Representatives from both administrations secretly met this week to discuss Venezuela's elections. The US continues to ponder on whether to reimpose sanctions. AFP

Venezuelans working in different countries are facing trouble voting in the upcoming elections, as the law of their country does not allow them to vote if they are living in the host country illegally or seeking refugee or asylum status there.

Venezuelan law includes a provision for absentee voting, which lets citizens vote at embassies and consulates even if they're living outside the country.

Currently, President Nicolás Maduro, who took over as interim president after Hugo Chávez died in 2013, was trying to become president for a third time. However, many believe people who left the South African country during the complex crisis in Venezuela would vote against the current government, if given a chance, AP News reported.

A Venezuelan named Giovanny Tovar left his country five years ago to search for a job. After facing a lot of hardship and now, selling empanadas and tequeños in the streets of Peru's capital, Tovar wants to vote Maduro out of office.

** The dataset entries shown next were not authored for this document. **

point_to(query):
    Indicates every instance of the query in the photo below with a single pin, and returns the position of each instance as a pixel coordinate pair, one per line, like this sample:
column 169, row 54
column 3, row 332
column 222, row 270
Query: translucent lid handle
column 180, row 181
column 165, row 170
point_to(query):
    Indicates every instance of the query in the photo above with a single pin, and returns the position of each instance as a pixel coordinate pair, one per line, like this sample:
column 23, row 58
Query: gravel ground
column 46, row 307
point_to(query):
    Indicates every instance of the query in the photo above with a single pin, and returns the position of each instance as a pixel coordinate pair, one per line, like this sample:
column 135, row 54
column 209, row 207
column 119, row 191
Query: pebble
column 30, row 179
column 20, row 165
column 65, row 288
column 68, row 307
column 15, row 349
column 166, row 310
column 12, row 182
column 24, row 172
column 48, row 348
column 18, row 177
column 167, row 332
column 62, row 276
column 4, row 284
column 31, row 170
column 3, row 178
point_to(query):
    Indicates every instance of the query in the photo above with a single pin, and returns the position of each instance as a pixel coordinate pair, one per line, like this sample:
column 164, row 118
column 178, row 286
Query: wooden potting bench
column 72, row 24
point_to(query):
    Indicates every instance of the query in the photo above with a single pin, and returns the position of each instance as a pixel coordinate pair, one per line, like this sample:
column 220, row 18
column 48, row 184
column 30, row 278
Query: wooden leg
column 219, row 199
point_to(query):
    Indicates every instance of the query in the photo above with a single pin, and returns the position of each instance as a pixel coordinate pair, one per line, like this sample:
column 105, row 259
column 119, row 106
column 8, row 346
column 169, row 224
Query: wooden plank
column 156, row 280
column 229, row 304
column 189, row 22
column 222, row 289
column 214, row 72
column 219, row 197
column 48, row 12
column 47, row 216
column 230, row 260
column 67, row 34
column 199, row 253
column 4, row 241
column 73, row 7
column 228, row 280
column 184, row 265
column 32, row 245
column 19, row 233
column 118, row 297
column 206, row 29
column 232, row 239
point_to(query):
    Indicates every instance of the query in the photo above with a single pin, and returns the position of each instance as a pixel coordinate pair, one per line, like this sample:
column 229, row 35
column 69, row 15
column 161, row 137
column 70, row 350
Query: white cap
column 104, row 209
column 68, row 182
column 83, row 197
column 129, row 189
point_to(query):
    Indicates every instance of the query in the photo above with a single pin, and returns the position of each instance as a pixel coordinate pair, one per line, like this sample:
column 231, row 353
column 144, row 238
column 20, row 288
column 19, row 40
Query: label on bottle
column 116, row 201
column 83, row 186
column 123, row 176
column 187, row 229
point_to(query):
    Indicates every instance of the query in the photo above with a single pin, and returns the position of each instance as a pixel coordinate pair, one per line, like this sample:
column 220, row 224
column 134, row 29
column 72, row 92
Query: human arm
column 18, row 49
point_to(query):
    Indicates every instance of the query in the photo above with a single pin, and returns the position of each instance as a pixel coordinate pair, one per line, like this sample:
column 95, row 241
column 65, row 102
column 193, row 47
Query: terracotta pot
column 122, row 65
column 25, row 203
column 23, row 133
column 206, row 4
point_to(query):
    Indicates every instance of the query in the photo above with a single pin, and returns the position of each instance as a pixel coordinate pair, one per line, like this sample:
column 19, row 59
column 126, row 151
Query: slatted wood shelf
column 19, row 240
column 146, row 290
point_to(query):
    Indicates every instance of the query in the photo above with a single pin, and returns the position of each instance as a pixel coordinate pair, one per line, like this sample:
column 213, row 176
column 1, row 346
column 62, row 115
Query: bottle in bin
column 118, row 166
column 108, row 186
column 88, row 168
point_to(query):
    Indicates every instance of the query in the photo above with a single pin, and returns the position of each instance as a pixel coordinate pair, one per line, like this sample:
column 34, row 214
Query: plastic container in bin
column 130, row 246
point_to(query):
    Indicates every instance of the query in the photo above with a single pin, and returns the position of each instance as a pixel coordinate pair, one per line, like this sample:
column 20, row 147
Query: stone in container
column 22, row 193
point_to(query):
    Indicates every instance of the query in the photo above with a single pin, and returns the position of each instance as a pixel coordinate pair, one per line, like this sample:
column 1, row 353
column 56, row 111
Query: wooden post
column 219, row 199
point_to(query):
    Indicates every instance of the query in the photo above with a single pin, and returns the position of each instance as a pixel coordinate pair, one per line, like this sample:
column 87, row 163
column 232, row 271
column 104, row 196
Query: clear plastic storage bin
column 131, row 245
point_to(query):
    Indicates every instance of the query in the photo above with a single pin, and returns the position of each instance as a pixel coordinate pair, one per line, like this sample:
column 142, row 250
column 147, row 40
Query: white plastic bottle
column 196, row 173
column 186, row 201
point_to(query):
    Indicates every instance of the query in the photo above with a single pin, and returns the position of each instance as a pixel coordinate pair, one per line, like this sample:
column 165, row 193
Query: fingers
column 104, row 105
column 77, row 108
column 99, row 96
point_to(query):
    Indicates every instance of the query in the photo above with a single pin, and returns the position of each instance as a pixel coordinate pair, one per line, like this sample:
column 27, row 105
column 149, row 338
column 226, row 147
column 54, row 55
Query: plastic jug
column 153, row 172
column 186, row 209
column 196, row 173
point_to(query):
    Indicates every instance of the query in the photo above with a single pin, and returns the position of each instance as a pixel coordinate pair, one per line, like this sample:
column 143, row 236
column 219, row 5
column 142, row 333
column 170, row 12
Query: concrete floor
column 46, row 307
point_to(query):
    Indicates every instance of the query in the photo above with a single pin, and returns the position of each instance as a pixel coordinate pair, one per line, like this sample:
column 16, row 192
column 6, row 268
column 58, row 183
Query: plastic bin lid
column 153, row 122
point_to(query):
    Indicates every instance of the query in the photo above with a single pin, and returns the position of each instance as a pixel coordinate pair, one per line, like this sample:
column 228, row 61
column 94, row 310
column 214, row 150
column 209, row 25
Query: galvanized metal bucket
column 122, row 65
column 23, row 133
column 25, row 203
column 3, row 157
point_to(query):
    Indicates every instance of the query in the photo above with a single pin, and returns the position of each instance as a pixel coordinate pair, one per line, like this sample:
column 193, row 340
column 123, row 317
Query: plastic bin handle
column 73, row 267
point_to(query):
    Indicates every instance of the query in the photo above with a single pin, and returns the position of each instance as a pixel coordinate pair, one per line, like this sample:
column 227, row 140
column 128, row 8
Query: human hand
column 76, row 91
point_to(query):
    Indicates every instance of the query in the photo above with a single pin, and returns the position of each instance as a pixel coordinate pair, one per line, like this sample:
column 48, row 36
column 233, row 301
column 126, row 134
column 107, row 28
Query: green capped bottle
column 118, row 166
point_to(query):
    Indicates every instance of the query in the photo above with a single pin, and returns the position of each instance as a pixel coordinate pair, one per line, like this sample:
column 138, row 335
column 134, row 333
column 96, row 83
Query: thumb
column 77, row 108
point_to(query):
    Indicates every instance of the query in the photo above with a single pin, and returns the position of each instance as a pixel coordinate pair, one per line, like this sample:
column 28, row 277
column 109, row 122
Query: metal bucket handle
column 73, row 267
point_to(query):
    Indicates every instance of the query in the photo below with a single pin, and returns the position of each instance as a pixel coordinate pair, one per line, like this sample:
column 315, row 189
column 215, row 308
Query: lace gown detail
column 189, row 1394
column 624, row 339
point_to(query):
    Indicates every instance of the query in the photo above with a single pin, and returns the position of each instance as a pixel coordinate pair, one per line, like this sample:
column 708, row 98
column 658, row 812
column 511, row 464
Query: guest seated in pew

However, like many other Venezuelan emigrants, he also won't be able to vote because of expensive and time-consuming government requirements that aren't mentioned in Venezuela's election laws.

"I really don't understand why they put so many obstacles in the way of us exercising our vote," he said. "I really would like to vote but not to give the vote to Maduro."

During Maduro's administration era, half of Venezuelans out of 7.7 million have left their country and they have registered to vote. However, government data reveals that only around 107,000 Venezuelans living abroad, including those who left before the crisis, are registered to vote outside of Venezuela.

According to a flyer outside the consulate in Colombia's capital, Bogota, a person living outside the country who wants to vote should have "permanent Residence Documents issued by the host country" with "validity of at least 3 years from the current date" and "must have been issued at least 1 year in advance."

Tovar has temporary but not permanent residency in Peru. Hence, he is not eligible to vote, as per the flyer.

Aside from this, there are more challenges for the voters as they would also require a Venezuelan passport to vote but getting it is expensive and takes a lot of time, ranging from weeks to several months.

Maria Cordova and her family moved to Mexico 18 years ago. In order to vote, she needs to renew her passport, which has been in process since last year. "It is a plan with ulterior motives because in order to apply, you need to pay," she said.